8. Provide a complete list of all payments made to or on behalf of the Plaintiffs for the subject
loss, specifying the nature of the services rendered, the provider of the services, the amount
of the charges, the date the charges were incurred, the date you first had notice of the
charges, and the date the charges were paid by you.
9. Please provide the name and contact information of the agent who sold Plaintiffs the
subject policy.
10. If Defendant is claiming that another individual or entity is liable for damages which are
subject to this lawsuit, please state with specificity who is said individual/entity and why.
11. Please identify all claims made by the Plaintiffs at the subject property.
12. Please state with specificity any conditions precedent or subsequent to the Plaintiffs claim
that you contend has not been fulfilled by Plaintiffs or Plaintiffs’ representatives.

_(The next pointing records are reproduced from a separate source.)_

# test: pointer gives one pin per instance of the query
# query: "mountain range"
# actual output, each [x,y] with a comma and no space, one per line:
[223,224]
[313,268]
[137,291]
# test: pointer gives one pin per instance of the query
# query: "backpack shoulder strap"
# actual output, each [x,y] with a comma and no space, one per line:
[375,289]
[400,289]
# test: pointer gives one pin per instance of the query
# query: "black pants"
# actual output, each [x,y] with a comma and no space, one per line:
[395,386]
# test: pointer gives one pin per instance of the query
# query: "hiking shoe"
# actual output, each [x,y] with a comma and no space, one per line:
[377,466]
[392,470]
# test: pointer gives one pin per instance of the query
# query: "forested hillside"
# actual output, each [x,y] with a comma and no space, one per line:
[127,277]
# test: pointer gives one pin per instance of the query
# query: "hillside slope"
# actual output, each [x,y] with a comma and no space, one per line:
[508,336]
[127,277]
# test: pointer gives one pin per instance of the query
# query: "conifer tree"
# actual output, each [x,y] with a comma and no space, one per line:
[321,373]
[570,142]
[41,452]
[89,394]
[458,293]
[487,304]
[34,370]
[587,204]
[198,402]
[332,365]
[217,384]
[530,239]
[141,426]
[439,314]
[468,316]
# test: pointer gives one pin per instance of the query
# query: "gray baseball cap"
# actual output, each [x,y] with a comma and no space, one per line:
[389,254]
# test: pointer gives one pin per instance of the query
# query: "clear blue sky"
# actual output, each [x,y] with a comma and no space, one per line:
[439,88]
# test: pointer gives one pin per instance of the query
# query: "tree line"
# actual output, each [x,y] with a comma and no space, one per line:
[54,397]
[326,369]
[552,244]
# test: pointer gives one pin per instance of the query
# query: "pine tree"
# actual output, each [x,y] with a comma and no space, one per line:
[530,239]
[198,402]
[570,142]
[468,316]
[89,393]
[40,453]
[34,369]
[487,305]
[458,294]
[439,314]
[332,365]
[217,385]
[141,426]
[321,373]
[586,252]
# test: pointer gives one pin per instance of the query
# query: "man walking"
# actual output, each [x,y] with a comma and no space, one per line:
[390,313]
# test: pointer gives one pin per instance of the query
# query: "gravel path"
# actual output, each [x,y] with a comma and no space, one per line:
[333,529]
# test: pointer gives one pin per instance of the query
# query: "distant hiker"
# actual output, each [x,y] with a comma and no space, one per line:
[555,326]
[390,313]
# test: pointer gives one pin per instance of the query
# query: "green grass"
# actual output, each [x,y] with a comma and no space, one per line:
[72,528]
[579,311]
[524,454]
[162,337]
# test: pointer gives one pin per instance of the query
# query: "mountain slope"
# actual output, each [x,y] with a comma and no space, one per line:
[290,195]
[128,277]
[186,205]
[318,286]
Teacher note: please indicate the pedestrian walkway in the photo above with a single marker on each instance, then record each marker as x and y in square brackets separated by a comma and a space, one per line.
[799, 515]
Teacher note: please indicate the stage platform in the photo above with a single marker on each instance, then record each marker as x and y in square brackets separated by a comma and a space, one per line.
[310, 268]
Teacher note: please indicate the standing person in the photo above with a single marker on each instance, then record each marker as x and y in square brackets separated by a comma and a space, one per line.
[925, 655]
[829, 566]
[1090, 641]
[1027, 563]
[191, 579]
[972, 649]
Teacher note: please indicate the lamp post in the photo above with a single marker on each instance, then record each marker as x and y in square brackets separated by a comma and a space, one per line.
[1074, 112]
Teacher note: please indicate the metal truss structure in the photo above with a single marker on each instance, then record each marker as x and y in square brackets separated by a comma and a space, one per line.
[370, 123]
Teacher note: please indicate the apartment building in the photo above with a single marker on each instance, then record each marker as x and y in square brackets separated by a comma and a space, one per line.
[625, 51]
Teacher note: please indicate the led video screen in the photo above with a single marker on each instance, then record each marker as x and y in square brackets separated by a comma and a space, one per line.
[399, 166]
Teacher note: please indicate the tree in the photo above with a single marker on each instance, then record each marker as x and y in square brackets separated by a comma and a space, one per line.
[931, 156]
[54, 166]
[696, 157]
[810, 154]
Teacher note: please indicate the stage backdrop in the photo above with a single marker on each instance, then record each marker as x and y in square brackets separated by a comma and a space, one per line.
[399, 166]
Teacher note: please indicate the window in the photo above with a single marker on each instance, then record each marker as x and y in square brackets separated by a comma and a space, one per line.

13. If you are claiming you were prejudiced during the investigation of this claim, please state
with specificity in what way; specifically state each and every effort made by you to
overcome said prejudice.
14. If you were unable to pay Plaintiffs due to insufficient information, state; what information
was lacking in order to make a determination; when did you realize that you needed said
information; when did you inform the Plaintiffs or Plaintiffs’ representatives that you
needed said information.
____________________________
Affiant:
STATE OF FLORIDA ::
COUNTY OF __________ :
BEFORE ME, the undersigned authority, personally appeared _____________________,
who, being first duly sworn, on oath deposes and says that the foregoing Answers to Interrogatories
are true and correct, and that he/she has read the Answers to Interrogatories and knows the contents
thereof.
SWORN TO AND SUBSCRIBED before me this _______day of _____________, 2024.